New locally (super)conformal gauge models in Bach-flat backgrounds (2005.08657v3)

Abstract: For every conformal gauge field $h_{\alpha (n)\dot \alpha (m)}$ in four dimensions, with $n\geq m >0$, a gauge-invariant action is known to exist in arbitrary conformally flat backgrounds. If the Weyl tensor is non-vanishing, however, gauge invariance holds for a pure conformal field in the following cases: (i) $n=m=1$ (Maxwell's field) on arbitrary gravitational backgrounds; and (ii) $n=m+1 =2 $ (conformal gravitino) and $n=m=2$ (conformal graviton) on Bach-flat backgrounds. It is believed that in other cases certain lower-spin fields must be introduced to ensure gauge invariance in Bach-flat backgrounds, although no closed-form model has yet been constructed (except for conformal maximal depth fields with spin $s=5/2$ and $s=3$). In this paper we derive such a gauge-invariant model describing the dynamics of a conformal gauge field $h_{\alpha (3)\dot\alpha}$ coupled to a self-dual two-form. Similar to other conformal higher-spin theories, it can be embedded in an off-shell superconformal gauge-invariant action. To this end, we introduce a new family of $\mathcal{N}=1$ superconformal gauge multiplets described by unconstrained prepotentials $\Upsilon_{\alpha(n)}$, with $n>0$, and propose the corresponding gauge-invariant actions on conformally-flat backgrounds.

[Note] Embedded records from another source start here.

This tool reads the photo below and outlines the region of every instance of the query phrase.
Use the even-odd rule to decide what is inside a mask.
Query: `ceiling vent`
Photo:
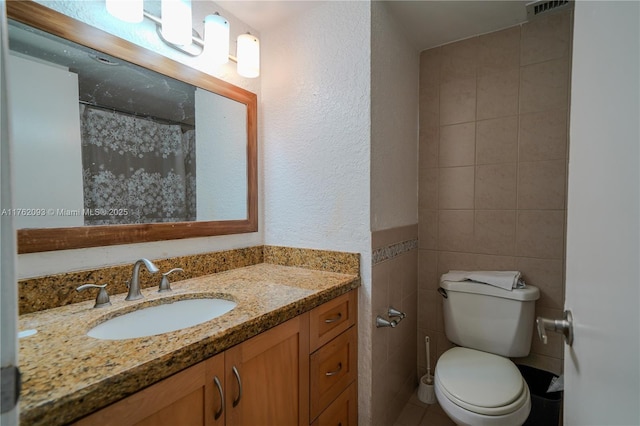
[[[567,9],[571,6],[569,0],[541,0],[534,1],[527,4],[527,19],[535,18],[543,13],[548,13],[556,10]]]

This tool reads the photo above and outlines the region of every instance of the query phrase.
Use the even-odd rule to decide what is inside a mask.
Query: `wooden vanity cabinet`
[[[187,368],[161,382],[73,423],[77,426],[175,426],[224,424],[213,377],[223,379],[224,354]],[[211,379],[210,379],[211,378]]]
[[[305,424],[308,324],[302,314],[225,352],[227,425]]]
[[[293,318],[74,424],[304,424],[309,418],[308,321],[308,314]]]
[[[350,291],[310,312],[309,423],[358,423],[357,293]]]
[[[353,290],[74,425],[355,426],[356,303]]]

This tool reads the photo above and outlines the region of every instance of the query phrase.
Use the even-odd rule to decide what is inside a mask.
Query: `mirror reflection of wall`
[[[18,228],[247,218],[244,104],[22,24],[9,35],[15,205],[42,213]]]
[[[82,153],[78,76],[50,64],[12,55],[7,93],[13,133],[14,217],[17,228],[83,225]],[[44,210],[43,210],[44,209]]]

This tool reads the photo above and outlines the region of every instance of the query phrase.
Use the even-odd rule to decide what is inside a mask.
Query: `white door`
[[[575,4],[565,425],[640,425],[640,3]]]
[[[5,80],[5,66],[7,64],[7,25],[5,14],[5,2],[0,0],[0,186],[2,192],[0,196],[0,209],[10,209],[11,203],[11,179],[9,162],[9,129],[7,126],[7,85]],[[12,408],[12,404],[6,404],[5,392],[7,386],[5,379],[11,377],[11,368],[18,363],[18,348],[16,344],[17,327],[17,286],[15,280],[16,246],[13,220],[10,215],[0,217],[0,358],[2,361],[2,414],[0,414],[0,424],[3,426],[13,426],[18,424],[18,409]],[[9,373],[6,376],[6,373]],[[11,383],[11,381],[9,381]],[[10,408],[10,409],[9,409]]]

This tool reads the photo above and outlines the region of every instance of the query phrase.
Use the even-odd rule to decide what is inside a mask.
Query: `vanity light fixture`
[[[139,24],[144,19],[143,0],[106,0],[107,11],[116,18],[124,22]]]
[[[238,74],[254,78],[260,75],[260,40],[251,34],[238,36]]]
[[[202,54],[216,65],[229,62],[229,21],[217,13],[205,16],[204,36]]]
[[[162,38],[171,44],[191,44],[191,0],[162,0]]]
[[[217,12],[204,18],[204,39],[191,28],[191,0],[162,0],[159,18],[143,9],[143,0],[106,0],[107,11],[125,22],[139,23],[147,18],[156,24],[160,39],[182,53],[203,56],[216,66],[229,60],[238,64],[237,71],[243,77],[260,75],[260,41],[251,34],[238,36],[237,56],[229,54],[229,21]],[[134,20],[137,14],[143,18]],[[136,18],[137,19],[137,18]]]

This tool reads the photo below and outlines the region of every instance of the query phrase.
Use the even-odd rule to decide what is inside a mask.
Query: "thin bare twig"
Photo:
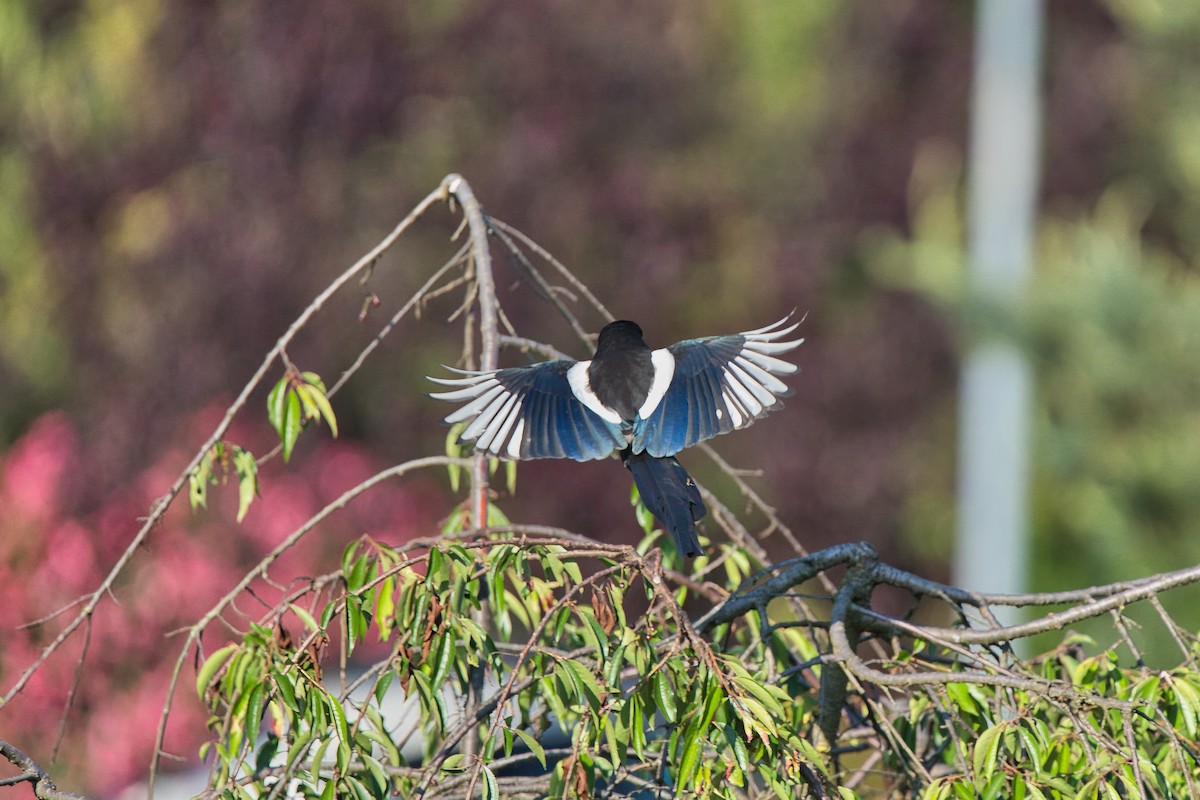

We demonstrate that the $n=2$ model, which contains $h_{\alpha(3)\dot{\alpha}}$ at the component level, can be lifted to a Bach-flat background provided $\Upsilon_{\alpha(2)}$ is coupled to a chiral spinor $\Omega_{\alpha}$. We also propose families of (super)conformal higher-derivative non-gauge actions and new superconformal operators in any curved space. Finally, through considerations based on supersymmetry, we argue that the conformal spin-3 field should always be accompanied by a conformal spin-2 field in order to ensure gauge invariance in a Bach-flat background.